À la Banque mondiale, le groupe Réduction de la pauvreté (au sein du Réseau de lutte contre la pauvreté et de gestion économique) a récemment été rebaptisé en « Réduction de la pauvreté et équité ». L’équipe du département de recherche qui se consacre à la pauvreté s’appelle désormais « Pauvreté et inégalité ». Le nouveau logo de la Région Amérique latine et Caraïbes revendique des « Opportunités pour tous », et celle-ci a beaucoup travaillé à l’élaboration d’un nouvel indice d’égalité des chances [Human Opportunity Index (HOI)], que les dirigeants des pays utilisent souvent désormais. Le très influent indice de développement humain a été révisé par le PNUD afin de prendre davantage en compte les inégalités.
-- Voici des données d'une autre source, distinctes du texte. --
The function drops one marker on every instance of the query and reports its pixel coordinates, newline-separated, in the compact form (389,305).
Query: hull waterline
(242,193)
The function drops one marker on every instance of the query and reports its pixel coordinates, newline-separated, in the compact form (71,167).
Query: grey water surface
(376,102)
En 2007, la Banque asiatique de développement a publié un rapport sur les inégalités en Asie, dans lequel le concept d’inégalités des chances tenait également une grande place.
Aucune de ces évolutions ne peut être attribuée au WDR 2006. À coup sûr, la plupart de ces changements, et d’autres, se seraient de toute façon produits. Mais je pense néanmoins que nombre de ceux qui, comme moi, ont eu la chance de travailler sur ce rapport sont fiers d’avoir pris part et contribué à leur mesure à un mouvement plus vaste de réintroduction des concepts de distribution et de justice sociale au cœur du débat sur les politiques de développement. Aucun observateur sensé ne nierait que la croissance économique constitue le pilier central d’une stratégie de lutte contre la pauvreté à long terme. Cependant, il n’en est pas moins vrai qu’une telle stratégie sera vraisemblablement plus éclairée et, in fine, plus efficace si les questions de distribution et d’équité ne sont pas laissées de côté. Nul doute que la conférence ABCDE sera l’occasion d’en apprendre encore beaucoup sur le sujet.